Treehouses bring out the kid in everyone, right? Put another way, they evoke a sense of excitement and adventure. With that in mind, ArtisTree have added just such a dwelling to their eco-luxury retreat in Cypress Valley, just outside of Austin, Texas. The Yoki House is another of the sustainable minimalist buildings we love. It’s described as a “fully equipped private sanctuary” that’s ideal for rental by couples and families, artists and adventure seekers, as well as those looking to trade the city bustle for some peace, quiet and thought-collection time.

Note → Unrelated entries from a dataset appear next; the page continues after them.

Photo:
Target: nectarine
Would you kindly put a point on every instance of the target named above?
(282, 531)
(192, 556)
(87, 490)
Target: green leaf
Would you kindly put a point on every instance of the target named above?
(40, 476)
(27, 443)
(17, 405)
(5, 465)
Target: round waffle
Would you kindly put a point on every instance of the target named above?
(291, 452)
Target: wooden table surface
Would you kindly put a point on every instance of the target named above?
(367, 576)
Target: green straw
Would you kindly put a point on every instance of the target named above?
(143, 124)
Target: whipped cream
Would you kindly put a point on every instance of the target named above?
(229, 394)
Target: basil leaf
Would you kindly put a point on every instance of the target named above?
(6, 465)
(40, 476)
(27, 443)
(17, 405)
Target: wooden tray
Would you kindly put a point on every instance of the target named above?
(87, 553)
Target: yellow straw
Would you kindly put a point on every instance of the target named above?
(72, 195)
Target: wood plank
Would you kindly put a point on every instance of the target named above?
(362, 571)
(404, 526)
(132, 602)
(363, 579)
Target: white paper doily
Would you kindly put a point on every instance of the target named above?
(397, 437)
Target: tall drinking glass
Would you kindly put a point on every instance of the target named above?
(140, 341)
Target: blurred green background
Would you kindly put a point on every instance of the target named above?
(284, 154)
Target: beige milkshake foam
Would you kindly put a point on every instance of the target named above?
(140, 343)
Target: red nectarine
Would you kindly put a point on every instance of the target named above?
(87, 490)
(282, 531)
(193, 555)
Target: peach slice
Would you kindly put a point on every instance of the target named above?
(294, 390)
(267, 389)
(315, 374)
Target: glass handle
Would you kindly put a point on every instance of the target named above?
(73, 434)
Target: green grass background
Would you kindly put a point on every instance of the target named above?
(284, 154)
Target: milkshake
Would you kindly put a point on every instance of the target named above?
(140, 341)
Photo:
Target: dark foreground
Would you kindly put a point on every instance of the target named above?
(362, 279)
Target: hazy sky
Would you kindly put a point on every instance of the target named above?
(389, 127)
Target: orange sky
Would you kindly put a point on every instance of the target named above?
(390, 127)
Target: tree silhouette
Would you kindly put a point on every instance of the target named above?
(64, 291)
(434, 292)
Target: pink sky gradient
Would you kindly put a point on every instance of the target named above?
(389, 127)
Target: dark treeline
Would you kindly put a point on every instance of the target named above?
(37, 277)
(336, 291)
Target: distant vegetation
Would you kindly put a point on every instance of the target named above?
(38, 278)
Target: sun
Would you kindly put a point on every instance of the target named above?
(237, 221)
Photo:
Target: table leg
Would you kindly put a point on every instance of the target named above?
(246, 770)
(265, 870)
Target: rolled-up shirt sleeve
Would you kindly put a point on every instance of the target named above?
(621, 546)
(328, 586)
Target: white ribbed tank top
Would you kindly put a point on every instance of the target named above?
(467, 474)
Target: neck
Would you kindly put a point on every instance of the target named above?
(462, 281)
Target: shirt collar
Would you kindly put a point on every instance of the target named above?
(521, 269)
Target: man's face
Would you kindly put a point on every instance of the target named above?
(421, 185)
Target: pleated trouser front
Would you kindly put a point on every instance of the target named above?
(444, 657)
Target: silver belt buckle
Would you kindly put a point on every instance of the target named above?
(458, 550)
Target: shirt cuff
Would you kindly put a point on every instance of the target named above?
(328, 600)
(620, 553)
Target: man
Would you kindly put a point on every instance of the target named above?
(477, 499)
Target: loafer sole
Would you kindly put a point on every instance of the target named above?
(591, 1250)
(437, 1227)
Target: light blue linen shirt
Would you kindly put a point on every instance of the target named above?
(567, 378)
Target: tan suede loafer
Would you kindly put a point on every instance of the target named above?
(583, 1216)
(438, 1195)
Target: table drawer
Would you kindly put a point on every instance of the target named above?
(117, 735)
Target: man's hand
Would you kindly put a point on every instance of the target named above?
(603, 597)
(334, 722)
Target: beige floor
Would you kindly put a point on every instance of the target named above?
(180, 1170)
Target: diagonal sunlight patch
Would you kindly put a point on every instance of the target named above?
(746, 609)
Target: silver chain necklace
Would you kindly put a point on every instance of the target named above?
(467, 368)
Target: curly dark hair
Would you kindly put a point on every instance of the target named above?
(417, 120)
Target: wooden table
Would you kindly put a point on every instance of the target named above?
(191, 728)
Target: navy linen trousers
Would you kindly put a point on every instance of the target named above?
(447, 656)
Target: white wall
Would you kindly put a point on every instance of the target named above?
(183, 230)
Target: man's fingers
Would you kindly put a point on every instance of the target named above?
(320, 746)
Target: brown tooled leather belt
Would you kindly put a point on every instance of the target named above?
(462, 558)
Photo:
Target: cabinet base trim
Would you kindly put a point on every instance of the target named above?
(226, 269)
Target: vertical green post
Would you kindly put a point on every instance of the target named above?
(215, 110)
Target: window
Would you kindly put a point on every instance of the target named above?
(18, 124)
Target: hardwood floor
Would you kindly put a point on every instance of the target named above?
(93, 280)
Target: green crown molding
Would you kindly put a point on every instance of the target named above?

Snugly situated between two old-growth cypress trees, the 46.4 m2 treehouse is perched 7.5 m above a spring-fed creek that inspired the name, according to ArtisTree founder Will Beilharz. In fact, “yoki” is a Hopi Native American word for rain, and indeed, water is a main theme of the Yoki House, echoed in certain design elements, such as the soaking tub and the burbling brook twenty-five feet below.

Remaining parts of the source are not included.